Now is not the time to lob arrows at trained weather forecasters who assured us Tuesday’s storm would have little impact in this part of the state. That criticism will come soon, and it will be intense.
Instead, now is the time to praise our neighbors who became snowy Good Samaritans during a true time of need. There simply is not enough space in this newspaper to credit everyone who lent a helping hand to the cold, the stranded, the young, the infirm and the hungry. In that respect, Tuesday was a sight to behold.
We expect our law enforcement and National Guard to rise to occasion, which they did en masse. Police and sheriff’s departments in Calhoun and surrounding counties bundled up to help with myriad troubles, most notably the indescribable traffic that snarled many roads, especially main thoroughfares and those with icy, impassable hills. Guardsmen in uniform directed traffic at key intersections. As afternoon turned to night, those officers and soldiers worked with cities and schools to deliver stranded students to their homes.
We thank them all.
But most heartwarming were the untold number of Alabamians — those who wear no uniforms — who spent Tuesday assisting others.

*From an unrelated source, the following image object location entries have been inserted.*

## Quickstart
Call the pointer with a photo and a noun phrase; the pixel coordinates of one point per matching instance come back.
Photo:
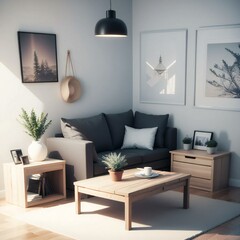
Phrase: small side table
(209, 171)
(16, 179)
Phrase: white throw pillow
(139, 138)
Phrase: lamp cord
(68, 64)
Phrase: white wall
(104, 66)
(190, 14)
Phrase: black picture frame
(16, 154)
(200, 138)
(38, 57)
(24, 159)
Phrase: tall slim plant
(35, 126)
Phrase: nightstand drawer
(193, 160)
(194, 170)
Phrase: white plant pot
(211, 150)
(37, 151)
(187, 146)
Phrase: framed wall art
(16, 155)
(163, 66)
(200, 139)
(218, 68)
(38, 57)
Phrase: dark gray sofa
(86, 140)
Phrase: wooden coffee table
(131, 189)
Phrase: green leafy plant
(114, 161)
(35, 126)
(211, 143)
(187, 140)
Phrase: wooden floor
(11, 228)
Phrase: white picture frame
(167, 87)
(213, 91)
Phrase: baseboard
(2, 194)
(234, 182)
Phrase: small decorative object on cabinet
(211, 146)
(187, 142)
(208, 172)
(28, 185)
(35, 128)
(115, 163)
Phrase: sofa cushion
(143, 120)
(93, 128)
(139, 138)
(116, 124)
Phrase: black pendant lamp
(110, 26)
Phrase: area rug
(157, 217)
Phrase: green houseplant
(35, 126)
(187, 141)
(115, 164)
(211, 146)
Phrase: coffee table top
(130, 183)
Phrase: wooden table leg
(77, 200)
(186, 194)
(128, 213)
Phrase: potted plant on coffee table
(115, 163)
(187, 141)
(211, 146)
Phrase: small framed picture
(24, 160)
(16, 154)
(200, 139)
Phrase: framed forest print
(38, 57)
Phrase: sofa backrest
(93, 128)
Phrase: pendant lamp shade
(110, 26)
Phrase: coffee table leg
(77, 200)
(128, 213)
(186, 194)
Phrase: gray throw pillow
(116, 124)
(143, 120)
(93, 128)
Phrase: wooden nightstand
(209, 171)
(16, 180)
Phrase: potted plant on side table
(187, 142)
(211, 146)
(35, 127)
(115, 163)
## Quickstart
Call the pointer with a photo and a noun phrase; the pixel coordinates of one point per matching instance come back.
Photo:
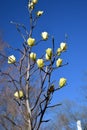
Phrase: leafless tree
(27, 112)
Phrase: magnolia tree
(31, 76)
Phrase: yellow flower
(39, 13)
(34, 1)
(62, 82)
(31, 5)
(11, 59)
(40, 63)
(44, 35)
(47, 57)
(33, 56)
(31, 41)
(18, 94)
(49, 52)
(59, 51)
(63, 46)
(59, 62)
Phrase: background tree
(29, 87)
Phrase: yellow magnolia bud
(59, 62)
(40, 63)
(34, 1)
(44, 35)
(49, 52)
(59, 51)
(39, 13)
(33, 56)
(63, 46)
(11, 59)
(31, 5)
(31, 41)
(62, 82)
(18, 94)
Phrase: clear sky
(60, 17)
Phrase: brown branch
(54, 105)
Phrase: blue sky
(60, 17)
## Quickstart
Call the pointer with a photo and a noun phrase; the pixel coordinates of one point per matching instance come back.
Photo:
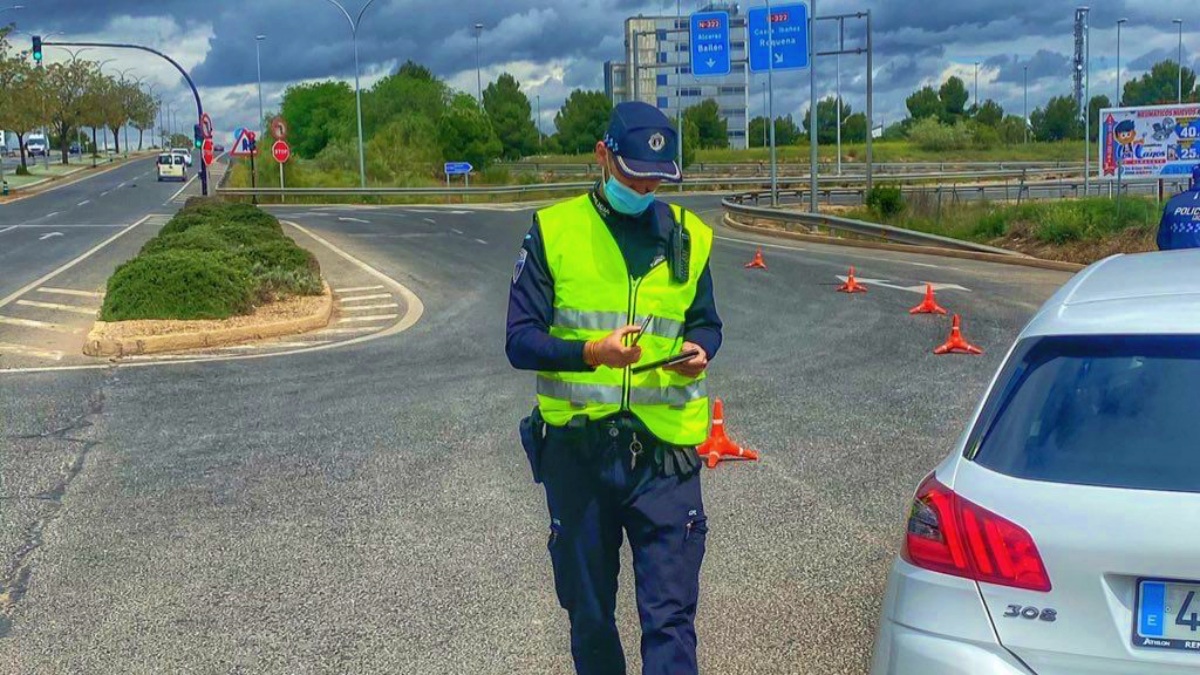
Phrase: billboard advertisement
(1150, 142)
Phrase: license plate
(1168, 615)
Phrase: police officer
(616, 449)
(1180, 227)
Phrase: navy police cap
(643, 141)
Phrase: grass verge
(213, 261)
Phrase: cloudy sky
(556, 46)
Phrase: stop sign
(282, 151)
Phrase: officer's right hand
(612, 351)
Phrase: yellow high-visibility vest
(594, 294)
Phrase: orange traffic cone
(957, 344)
(719, 446)
(930, 304)
(851, 285)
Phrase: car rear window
(1110, 411)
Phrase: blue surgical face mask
(624, 198)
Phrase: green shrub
(179, 285)
(886, 201)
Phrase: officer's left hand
(694, 368)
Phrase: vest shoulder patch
(520, 267)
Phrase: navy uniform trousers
(595, 493)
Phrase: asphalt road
(83, 214)
(369, 509)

The men who shivered for hours pushing cars up and over the icy hills — on Alabama 21 in different parts of Calhoun County, and on Noble Street, 10th Street and Greenbrier Dear Road in Anniston, on streets small and large. It was dangerous work.
The teachers, principals and staff of virtually every school, public and private, in our part of the state. Their dedication to the students’ safety was impressive.
The churches who, with no prodding, opened warming stations for those in need.
Who’d we leave out? Many. Suffice it to say that Alabamians helped Alabamians in a true time of crisis, the definition of a civil emergency.
As time passes, these mega-storms take on lives of their own. We don’t forget them, whether they are winter storms of snow and ice or severe-weather outbreaks that like of April 2011. How could we? As winter storms go, chief among them for many of us is the Blizzard of 1993, which shut down the Deep South for days that March. Tales of being snowed in at work and digging out of our homes are retold with pride.
Snowpocalypse 2014 will join these storms in our memories. Recollections of hours-long commutes home won’t be forgotten. We’ll tell friends how we abandoned our cars on icy roads and walked home in freezing temperatures. Yes, some of us slept anywhere we could lay down our heads — at work, in our cars —because we had no other choice.
At times like this, when we see Alabamian helping Alabamian, we realize how important it is to see one another, despite our differences, as friends and neighbors. We are in this together.